Actually, a lot to do with it.
“I just feel good about the fact that as a result of our efforts, 30 kids are going to start school in August,” said Michael Dexter-Smith during a Rotary luncheon Thursday at the St. Regis Princeville Resort. “That’s a chance for them to grow and be productive.
“Giving kids around the the world a chance, that’s what I felt we gave them,” he continued.
Michael, his wife Barbara, and Ai Hashigiwa traveled to Bungamati in May to help build two new classrooms. The old ones had been destroyed by a massive earthquake in the rural area in April 2015. The damage was described as “biblical,” with much of it still unimproved today.

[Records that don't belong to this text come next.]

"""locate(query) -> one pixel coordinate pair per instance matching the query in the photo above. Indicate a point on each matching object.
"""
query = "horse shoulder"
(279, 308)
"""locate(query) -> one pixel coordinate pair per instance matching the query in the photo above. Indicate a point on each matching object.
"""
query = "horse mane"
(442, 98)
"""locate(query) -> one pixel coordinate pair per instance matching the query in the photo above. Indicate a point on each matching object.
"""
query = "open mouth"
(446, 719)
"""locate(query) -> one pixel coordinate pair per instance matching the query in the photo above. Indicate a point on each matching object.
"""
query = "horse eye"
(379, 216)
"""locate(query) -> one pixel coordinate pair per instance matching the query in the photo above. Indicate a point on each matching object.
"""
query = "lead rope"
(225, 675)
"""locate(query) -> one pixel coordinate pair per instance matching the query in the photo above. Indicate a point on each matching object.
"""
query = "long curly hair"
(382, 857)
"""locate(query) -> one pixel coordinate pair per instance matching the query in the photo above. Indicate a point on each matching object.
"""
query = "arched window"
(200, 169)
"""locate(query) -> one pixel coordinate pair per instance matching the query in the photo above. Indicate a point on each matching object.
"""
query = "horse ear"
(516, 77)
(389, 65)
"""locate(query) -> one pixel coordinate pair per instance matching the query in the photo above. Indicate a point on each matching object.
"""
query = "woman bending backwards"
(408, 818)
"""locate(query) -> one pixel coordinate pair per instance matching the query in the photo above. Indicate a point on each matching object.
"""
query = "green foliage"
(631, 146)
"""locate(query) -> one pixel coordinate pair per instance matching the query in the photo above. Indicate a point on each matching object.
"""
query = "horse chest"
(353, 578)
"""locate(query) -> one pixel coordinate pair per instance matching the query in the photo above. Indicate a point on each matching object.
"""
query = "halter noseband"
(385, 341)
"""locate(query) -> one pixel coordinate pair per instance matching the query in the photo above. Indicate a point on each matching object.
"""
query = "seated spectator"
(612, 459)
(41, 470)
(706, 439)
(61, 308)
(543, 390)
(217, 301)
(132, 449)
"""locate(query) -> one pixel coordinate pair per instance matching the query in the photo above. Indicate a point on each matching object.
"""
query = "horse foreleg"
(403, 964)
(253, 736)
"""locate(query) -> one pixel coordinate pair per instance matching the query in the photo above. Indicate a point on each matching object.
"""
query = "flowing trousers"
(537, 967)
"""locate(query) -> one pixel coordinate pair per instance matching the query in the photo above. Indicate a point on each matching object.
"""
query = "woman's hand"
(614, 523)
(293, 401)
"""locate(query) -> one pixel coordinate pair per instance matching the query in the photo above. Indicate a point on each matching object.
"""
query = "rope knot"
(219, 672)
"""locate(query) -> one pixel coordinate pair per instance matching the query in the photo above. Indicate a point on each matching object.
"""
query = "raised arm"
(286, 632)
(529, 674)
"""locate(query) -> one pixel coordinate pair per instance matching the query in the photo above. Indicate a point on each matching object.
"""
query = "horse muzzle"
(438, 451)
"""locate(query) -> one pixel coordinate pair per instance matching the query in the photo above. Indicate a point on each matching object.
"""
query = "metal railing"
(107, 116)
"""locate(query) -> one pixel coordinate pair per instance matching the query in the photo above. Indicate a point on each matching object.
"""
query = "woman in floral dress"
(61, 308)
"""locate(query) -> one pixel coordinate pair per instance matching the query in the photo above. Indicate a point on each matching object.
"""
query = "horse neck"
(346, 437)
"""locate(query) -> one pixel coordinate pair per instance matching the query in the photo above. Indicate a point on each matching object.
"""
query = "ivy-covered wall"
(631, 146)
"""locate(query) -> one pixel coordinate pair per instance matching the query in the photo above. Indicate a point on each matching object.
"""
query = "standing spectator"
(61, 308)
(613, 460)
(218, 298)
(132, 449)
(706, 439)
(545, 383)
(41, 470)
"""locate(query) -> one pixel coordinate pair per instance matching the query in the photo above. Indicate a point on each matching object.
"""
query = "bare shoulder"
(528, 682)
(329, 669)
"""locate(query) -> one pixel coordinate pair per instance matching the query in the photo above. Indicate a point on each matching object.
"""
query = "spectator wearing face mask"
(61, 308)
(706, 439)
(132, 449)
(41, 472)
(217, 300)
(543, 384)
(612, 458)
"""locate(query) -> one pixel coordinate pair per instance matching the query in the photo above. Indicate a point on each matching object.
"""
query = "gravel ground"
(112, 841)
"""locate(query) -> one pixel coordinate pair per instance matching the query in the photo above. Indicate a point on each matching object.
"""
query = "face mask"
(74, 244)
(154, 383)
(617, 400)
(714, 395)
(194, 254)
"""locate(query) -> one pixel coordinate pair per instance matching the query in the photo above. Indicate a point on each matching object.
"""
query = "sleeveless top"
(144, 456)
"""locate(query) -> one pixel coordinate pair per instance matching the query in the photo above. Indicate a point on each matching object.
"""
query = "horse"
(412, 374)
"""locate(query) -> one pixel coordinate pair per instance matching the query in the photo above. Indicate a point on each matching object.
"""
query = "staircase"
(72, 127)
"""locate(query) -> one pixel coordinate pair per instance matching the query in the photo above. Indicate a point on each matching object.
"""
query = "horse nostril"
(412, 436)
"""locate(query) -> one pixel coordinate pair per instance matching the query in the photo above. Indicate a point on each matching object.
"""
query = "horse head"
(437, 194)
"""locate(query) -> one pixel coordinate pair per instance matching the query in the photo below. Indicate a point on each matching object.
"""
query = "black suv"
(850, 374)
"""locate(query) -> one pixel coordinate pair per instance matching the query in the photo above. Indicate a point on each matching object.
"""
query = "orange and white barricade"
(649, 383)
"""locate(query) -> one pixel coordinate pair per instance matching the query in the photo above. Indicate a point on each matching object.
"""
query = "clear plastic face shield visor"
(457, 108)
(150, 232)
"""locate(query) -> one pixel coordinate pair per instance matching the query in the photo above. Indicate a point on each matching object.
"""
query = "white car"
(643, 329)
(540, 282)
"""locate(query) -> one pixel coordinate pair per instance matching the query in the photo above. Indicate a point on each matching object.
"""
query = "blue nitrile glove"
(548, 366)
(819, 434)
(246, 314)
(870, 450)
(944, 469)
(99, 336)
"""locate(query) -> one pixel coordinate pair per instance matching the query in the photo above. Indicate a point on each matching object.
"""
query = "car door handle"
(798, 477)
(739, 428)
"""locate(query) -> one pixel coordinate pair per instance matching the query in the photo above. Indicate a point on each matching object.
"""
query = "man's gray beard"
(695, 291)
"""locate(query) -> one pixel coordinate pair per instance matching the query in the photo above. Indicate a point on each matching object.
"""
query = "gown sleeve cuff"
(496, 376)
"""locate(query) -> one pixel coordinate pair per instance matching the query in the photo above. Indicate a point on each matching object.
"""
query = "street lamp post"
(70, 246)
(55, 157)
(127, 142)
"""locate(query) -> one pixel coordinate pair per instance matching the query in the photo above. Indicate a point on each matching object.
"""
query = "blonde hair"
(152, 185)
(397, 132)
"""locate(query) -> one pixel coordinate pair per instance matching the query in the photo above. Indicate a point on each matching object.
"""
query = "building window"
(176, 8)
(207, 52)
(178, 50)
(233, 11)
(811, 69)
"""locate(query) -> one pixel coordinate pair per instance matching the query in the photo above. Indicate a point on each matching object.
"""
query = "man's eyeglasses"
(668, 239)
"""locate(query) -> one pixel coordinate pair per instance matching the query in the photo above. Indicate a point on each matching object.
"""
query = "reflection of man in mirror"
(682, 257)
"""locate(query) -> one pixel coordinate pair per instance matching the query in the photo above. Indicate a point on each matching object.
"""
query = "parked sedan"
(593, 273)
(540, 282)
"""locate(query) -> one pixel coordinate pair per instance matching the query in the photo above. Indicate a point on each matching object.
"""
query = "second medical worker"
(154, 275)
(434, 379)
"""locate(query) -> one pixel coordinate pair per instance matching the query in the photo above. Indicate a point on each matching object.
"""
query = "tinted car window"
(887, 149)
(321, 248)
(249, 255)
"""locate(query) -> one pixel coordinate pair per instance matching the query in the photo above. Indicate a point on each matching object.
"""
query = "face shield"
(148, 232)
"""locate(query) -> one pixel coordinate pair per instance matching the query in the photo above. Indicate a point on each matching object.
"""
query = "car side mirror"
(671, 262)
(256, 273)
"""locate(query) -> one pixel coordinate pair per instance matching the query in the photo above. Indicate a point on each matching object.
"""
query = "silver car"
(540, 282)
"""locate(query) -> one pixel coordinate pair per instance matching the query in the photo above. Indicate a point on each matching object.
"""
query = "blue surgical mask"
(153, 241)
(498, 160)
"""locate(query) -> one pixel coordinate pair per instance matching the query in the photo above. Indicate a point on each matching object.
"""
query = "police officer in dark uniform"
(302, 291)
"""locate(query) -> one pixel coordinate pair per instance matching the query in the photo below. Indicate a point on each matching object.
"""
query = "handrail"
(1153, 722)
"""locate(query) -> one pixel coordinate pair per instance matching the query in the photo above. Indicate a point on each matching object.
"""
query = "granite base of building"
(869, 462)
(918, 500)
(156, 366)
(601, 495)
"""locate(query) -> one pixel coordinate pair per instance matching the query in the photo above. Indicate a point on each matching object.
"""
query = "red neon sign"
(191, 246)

“It was as if it happened yesterday,” Barbara said.
The $5,000 project was a cooperative effort between five Rotary clubs, a Rotaract club, and Worldwide Action, a United Kingdom-based charity.
“This is really Rotary at work around the world,” Michael said.
About 15 people built two classrooms, about 15 feet by 15 feet. The classroom walls are primarily bags of dirt, 50 pounds each, stacked about 9 feet high. The bags were secured with rebar and barbed wire, and plaster was set between the bags. The wall was covered with more plaster and painted. Concrete floors were poured. There are openings for windows and a gap between the metal roof and the walls for ventilation.
Michael described the classrooms as solid and affordable.
“It really is a very inexpensive way to build a very safe building,” he said.
The Rotarians took on any job that needed doing. Michael spent hours filling bags with dirt.
“I probably shoveled more piles of dirt than I ever shoveled in my life,” he said, laughing. “But you knew every shovel you made was going to build another bit of the wall.”
There were 16 classrooms before the earthquakes. The government put up eight temporary ones. The rest were not replaced.
“So about half the kids could not go to school,” Michael said.
But come August, they can.
The Hanalei Bay Rotary Club contributed $2,500 for the materials to build the classrooms. The Rotarians paid their own expenses.
Their trip involved community outreach. They brought clothes, books and other supplies. They visited schools for children with special needs. They spent time with locals and learned about their lives. Residents took part in the classroom construction, too.
“You really want to get buy-in from the community,” Barbara said. “Not only on the worksite. The idea isn’t just to go and build a school; they want to build up and keep the connection going.”
The volunteers got to meet some of the students who will be attending school in the new classrooms. They were thrilled and appreciative, Michael said.
Most live in small homes with outside plumbing, and they have few possessions. Some lost their homes in the earthquake, couldn’t afford to rebuild and ended up living in what was basically a shanty area. But they are grateful for what little they do have, and kids look forward to school.
“They really value education,” Barbara said.
The Dexter-Smiths plan to travel to Cambodia in January to help build an entire school. They were pleased to be part of this project that included connections with Japan, the United Kingdom and Rotary clubs in Katmandu and Kauai.
“It was exciting, all the different entities involved,” Barbara said. “You felt the energy, so many were there to help.”
“It wasn’t just one lot of people going in,” Michael said. “It was just a fabulous atmosphere.”
Their trek to get to Nepal, and return home, took six weeks, 13 legs and 20,000 miles.
“We’ve been to a lot of places, 70 countries. This is the first time I didn’t just get off the bus and take a picture,” Michael said. “I actually got in there and helped a community.”